Active Discipleship: Moving Toward Your Goals(Pastor Rick) emphasizes the verbal and pastoral nuance of Psalm 37:23 by focusing on God delighting in "each step" — he stresses that God notices, directs, and takes pleasure in incremental, faithful progress; Rick uses the verse to teach that discipleship is a path of successive, guided steps (God gives the next step as needed) and that the promise implies both God's ongoing guidance and his patient delight in small acts of obedience rather than only in large achievements.

Psalm 37:23 Theological Themes:

Ruth: A Journey of Commitment and Redemption(Harvest Alexandria) emphasizes a theme that ties Psalm 37:23 to vocation and communal honor: God’s directing of steps vindicates the obscure, faithful person and elevates character into covenant consequence; the sermon pushes a less-common practical corollary—small everyday faithfulness (loyalty to family, consistent work, moral reputation) is the very terrain in which God “sets” people’s steps toward kingdom significance, so the verse functions as both providential theology and ethical encouragement.

Transforming Water into Wine: A New Covenant(River Church) advances a distinctive relational theme from Psalm 37:23: God’s delight in individuals means divine guidance is not bureaucratic or merely utilitarian but affectionate and detail-oriented; the preacher folds Psalm 37:23 into his "new-operating-system" argument so the theological pivot becomes relational (God wants intimacy in the mundane) rather than ritual correctness, reframing guidance as God’s delight rather than calculation.

Trusting God's Timing: The Journey of Knowing Him(André Butler) highlights a teleological-timing theme: Psalm 37:23 is read as part of God’s timetable for human flourishing—steps are ordered not only morally but temporally; the sermon develops the idea that obeying those ordered steps (and recognizing God’s timing) is essential to receiving the future God intends, bringing a practical theology of patience and obedience to the verse.

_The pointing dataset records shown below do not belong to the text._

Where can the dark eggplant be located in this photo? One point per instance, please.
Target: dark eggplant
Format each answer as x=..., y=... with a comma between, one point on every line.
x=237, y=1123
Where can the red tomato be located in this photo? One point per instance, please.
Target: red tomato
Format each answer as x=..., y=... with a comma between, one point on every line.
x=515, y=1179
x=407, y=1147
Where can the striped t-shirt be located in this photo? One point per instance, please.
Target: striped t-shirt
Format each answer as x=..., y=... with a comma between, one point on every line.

God's Rescue: A Journey of Restoration and Purpose(Limitless Life T.V.) develops a theological theme that salvation is a movement rather than a mere moment: Psalm 37:23 is applied to show God’s work continues after deliverance—He secures, positions, and directs the believer into purpose, and believers must remain sensitive to the Spirit or risk drifting back to "sinking sand"; the preacher also stresses God's fidelity contrasted with human fallibility, using the rock as Christ (stability) to underscore a theology of secure divine guidance.

Decide to Move: Overcoming Indecisiveness with Faith(Xavier Jones TV) brings a distinct theological angle that links divine ordering to human decisiveness: the sermon argues that faith is active and decisional and that divine ordering is effectively disabled by double‑mindedness; the theme reframes Psalm 37:23 as not only descriptive of God's character but prescriptive about human responsibility—God’s ordering of steps presupposes a will that chooses and acts.

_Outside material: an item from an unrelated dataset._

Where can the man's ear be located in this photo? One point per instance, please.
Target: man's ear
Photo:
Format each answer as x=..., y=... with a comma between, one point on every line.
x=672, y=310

Active Discipleship: Moving Toward Your Goals(Pastor Rick) presents the theme that God delights in every intentional step of faith, teaching a pastoral theology of incremental sanctification: rather than viewing God’s direction as a single blueprint, Rick argues God shepherds believers "little by little," delights in each faithful movement, and counts those steps toward spiritual growth—thus the verse supports a virtue‑ethic of steady, baby‑step discipleship.